We tried the non-human pacifier route, but I don't think Cal quite gets it. At best, he'll give it a few half-hearted sucks on the "binky" (Why in the world do people call it that? Why not "passy"?) and then spit the thing right out. Despite the fact that I tried to introduce the pacifier in the first place, I'm actually OK with the fact that he rejected it, because why get him all dependent on something that I'm going to have to wrench away from him eventually anyway? Also, with the image seared into my horrified brain of some of my four and five-year-old clinic patients walking into clinic WITH PACIFIERS IN THEIR MOUTHS, actually CRYING when their parents took them out of their mouths for the checkup, I'm more than happy to forgoe the use of silicone pacification altogether.

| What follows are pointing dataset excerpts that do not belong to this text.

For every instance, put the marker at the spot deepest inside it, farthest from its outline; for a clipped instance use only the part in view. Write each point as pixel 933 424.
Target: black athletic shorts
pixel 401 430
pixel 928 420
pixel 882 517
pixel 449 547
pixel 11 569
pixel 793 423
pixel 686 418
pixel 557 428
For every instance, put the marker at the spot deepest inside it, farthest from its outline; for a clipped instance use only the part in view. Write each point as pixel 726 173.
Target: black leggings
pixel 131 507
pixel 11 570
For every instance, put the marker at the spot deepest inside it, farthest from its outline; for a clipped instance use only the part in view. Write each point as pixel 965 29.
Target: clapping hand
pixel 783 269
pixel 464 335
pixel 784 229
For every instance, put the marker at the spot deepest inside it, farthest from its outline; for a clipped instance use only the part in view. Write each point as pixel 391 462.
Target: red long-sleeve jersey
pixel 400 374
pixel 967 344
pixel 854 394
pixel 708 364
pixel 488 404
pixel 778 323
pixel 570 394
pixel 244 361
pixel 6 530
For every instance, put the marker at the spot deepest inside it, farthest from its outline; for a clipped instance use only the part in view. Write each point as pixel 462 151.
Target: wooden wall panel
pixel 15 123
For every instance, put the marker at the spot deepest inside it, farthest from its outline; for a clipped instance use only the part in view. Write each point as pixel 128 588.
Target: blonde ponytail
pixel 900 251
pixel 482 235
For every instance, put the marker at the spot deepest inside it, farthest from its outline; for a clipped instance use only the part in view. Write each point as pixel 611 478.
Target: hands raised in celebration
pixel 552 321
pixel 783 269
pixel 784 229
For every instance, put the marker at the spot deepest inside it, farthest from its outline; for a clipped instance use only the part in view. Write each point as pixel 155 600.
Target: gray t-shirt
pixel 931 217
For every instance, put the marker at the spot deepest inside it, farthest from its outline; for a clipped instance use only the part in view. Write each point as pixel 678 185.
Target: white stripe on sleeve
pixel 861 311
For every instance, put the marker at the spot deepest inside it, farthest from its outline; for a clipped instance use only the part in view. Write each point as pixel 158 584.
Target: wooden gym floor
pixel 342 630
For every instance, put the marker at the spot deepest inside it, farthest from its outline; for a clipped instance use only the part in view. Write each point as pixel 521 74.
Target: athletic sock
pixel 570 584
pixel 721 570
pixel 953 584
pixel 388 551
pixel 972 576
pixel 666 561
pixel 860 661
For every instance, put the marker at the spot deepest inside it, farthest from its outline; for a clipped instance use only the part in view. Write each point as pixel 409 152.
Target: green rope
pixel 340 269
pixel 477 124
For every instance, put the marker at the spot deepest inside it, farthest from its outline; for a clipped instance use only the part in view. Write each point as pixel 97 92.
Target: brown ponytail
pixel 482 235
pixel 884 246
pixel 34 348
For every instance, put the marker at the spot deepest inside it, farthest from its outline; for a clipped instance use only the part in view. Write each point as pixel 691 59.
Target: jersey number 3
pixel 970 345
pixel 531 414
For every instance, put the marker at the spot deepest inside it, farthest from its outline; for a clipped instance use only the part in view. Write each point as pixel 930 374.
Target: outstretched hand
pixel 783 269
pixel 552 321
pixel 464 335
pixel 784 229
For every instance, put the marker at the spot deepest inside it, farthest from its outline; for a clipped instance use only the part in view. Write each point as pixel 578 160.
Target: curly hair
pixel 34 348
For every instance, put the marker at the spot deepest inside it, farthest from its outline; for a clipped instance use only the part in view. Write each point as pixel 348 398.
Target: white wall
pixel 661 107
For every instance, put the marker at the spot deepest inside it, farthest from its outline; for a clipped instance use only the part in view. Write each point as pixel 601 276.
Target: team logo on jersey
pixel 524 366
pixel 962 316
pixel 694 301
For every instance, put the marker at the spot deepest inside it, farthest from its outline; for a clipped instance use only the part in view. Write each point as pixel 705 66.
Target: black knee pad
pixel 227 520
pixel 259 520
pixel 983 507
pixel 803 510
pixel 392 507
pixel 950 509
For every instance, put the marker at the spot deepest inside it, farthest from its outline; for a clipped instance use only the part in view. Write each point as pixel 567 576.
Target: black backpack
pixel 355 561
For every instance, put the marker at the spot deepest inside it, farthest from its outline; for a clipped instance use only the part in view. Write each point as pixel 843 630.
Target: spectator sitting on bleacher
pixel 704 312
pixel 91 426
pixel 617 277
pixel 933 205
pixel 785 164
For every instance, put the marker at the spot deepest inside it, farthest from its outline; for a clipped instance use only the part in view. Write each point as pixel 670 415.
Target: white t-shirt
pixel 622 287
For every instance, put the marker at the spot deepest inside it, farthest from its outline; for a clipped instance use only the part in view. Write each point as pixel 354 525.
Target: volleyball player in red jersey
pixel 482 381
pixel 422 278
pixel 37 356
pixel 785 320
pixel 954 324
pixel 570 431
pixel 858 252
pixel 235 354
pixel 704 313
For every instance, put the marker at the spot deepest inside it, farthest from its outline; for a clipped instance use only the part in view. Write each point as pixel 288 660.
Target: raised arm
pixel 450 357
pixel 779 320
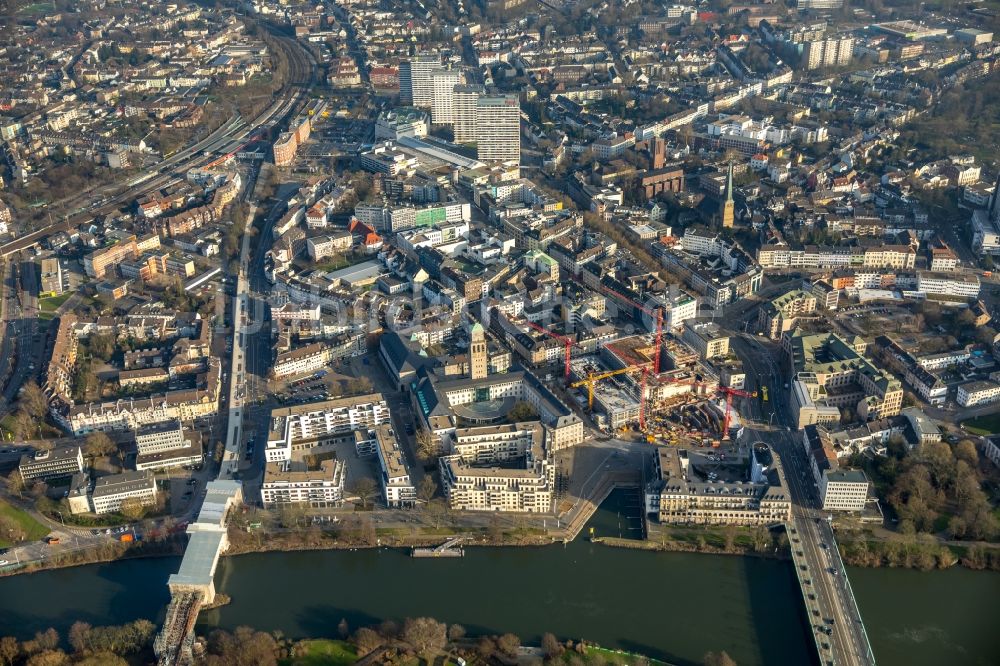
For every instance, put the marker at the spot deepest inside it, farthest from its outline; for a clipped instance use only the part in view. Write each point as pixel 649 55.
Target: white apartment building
pixel 416 85
pixel 397 488
pixel 470 488
pixel 827 53
pixel 158 437
pixel 971 394
pixel 304 426
pixel 111 491
pixel 60 461
pixel 299 361
pixel 290 483
pixel 465 100
pixel 498 128
pixel 489 444
pixel 948 284
pixel 443 83
pixel 322 247
pixel 844 490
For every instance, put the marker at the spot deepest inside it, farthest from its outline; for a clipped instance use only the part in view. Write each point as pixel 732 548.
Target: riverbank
pixel 856 550
pixel 111 551
pixel 612 596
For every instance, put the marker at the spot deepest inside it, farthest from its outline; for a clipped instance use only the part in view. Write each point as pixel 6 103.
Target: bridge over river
pixel 194 584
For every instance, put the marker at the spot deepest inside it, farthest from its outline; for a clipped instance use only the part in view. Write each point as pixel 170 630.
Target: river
pixel 674 606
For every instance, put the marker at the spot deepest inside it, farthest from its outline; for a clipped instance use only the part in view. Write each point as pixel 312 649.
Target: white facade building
pixel 111 491
pixel 977 393
pixel 844 490
pixel 498 128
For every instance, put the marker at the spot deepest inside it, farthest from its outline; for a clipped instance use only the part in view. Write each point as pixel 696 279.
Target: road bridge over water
pixel 194 583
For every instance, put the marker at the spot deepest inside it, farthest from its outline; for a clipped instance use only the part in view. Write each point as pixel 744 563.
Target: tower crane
pixel 729 393
pixel 658 314
pixel 567 341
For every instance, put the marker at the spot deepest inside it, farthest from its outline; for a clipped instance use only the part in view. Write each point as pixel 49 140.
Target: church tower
pixel 478 361
pixel 728 205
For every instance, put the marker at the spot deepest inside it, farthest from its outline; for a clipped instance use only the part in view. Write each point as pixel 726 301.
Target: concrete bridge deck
pixel 194 583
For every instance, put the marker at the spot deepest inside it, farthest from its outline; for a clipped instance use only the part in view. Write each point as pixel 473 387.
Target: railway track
pixel 302 76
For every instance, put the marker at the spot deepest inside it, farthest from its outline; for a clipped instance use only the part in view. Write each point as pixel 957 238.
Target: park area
pixel 17 525
pixel 983 425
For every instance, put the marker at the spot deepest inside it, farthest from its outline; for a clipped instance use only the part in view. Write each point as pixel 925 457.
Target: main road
pixel 830 603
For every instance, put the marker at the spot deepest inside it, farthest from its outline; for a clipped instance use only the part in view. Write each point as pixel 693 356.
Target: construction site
pixel 622 390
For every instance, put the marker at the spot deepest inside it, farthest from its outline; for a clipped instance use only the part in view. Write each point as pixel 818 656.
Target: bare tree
pixel 33 400
pixel 426 489
pixel 365 488
pixel 98 445
pixel 133 508
pixel 366 641
pixel 12 530
pixel 428 447
pixel 15 483
pixel 427 636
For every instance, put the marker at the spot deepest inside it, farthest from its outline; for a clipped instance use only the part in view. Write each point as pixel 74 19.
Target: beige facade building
pixel 478 357
pixel 681 493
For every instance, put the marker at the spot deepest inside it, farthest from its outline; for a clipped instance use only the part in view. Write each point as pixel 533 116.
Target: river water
pixel 674 606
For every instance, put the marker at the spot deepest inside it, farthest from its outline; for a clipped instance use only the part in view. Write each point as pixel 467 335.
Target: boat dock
pixel 447 549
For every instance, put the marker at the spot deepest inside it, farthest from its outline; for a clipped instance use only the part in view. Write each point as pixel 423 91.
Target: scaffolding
pixel 173 645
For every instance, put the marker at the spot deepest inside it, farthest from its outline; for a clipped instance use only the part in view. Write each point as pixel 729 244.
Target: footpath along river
pixel 673 606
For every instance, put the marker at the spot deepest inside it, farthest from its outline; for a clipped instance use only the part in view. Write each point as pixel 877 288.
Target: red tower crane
pixel 658 313
pixel 729 393
pixel 568 342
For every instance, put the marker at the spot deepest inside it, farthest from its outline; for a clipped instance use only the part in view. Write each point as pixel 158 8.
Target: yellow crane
pixel 594 378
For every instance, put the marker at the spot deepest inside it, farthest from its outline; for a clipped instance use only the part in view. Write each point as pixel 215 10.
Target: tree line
pixel 89 646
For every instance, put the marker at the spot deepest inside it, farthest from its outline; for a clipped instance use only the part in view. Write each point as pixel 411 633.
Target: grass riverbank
pixel 12 518
pixel 110 551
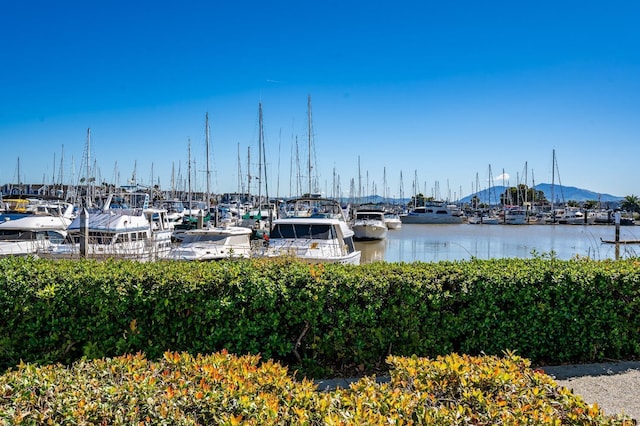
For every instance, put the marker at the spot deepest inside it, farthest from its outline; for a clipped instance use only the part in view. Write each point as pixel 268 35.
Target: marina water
pixel 433 243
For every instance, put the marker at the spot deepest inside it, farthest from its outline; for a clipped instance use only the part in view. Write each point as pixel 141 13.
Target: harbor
pixel 432 243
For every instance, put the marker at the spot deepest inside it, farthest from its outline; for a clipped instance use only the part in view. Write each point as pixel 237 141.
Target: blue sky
pixel 441 91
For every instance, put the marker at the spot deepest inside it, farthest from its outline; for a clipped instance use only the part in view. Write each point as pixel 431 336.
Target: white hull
pixel 430 219
pixel 434 214
pixel 312 240
pixel 122 230
pixel 28 234
pixel 369 231
pixel 369 225
pixel 484 220
pixel 213 244
pixel 392 221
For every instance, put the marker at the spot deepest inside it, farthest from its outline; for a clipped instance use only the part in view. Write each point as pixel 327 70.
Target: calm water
pixel 432 243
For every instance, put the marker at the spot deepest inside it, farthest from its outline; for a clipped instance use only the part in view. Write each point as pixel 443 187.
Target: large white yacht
pixel 214 243
pixel 314 230
pixel 434 213
pixel 369 224
pixel 46 223
pixel 125 228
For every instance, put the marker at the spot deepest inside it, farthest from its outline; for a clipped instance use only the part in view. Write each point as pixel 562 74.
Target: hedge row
pixel 223 389
pixel 322 319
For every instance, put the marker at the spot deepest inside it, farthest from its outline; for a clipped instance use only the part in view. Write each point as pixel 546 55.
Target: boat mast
pixel 310 130
pixel 208 171
pixel 189 176
pixel 260 135
pixel 553 178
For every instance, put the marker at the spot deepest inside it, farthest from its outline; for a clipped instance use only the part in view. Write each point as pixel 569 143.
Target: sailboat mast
pixel 553 179
pixel 189 176
pixel 207 154
pixel 310 130
pixel 259 154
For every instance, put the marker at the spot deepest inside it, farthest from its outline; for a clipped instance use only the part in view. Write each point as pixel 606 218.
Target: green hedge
pixel 321 318
pixel 223 389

So we've kind of been trying to teach him to suck his thumb. I know, I know, trading one evil for another, "He'll ruin his teeth," blah bling blah--but don't worry about that yet, he hasn't quite gotten to the point where he can actually get his thumb into his mouth. The problem with babies is that they can only operate their fingers en bloc. (Well, except for this one time.) Either he's fisted, with all of his fingers tucked away, or splayed, with all his clawing, pointy fingers out, ready to scratch a cornea or get lodged in a nostril. There is no "thumbs-up" in baby world. So the closest we've been able to get is to have him suck his fist. Or one of our thumbs. Or his wrist. He actually gave himself a pretty big hickey on his arm over the weekend from sucking at himself. It took me a while to figure out what exactly that mark was, it looked like those Indian burns that kids give each other by taking a wrist and wringing the skin in opposite directions, like a washcloth. But don't call Child Protection yet, folks, it's just a hickey.

Currently reading: The food issue of The New Yorker. I am so jealous of these food and travel writers that get to hop on over to Japan to try sample artisinal tofu or whatever the hot Japanese trend of the moment is.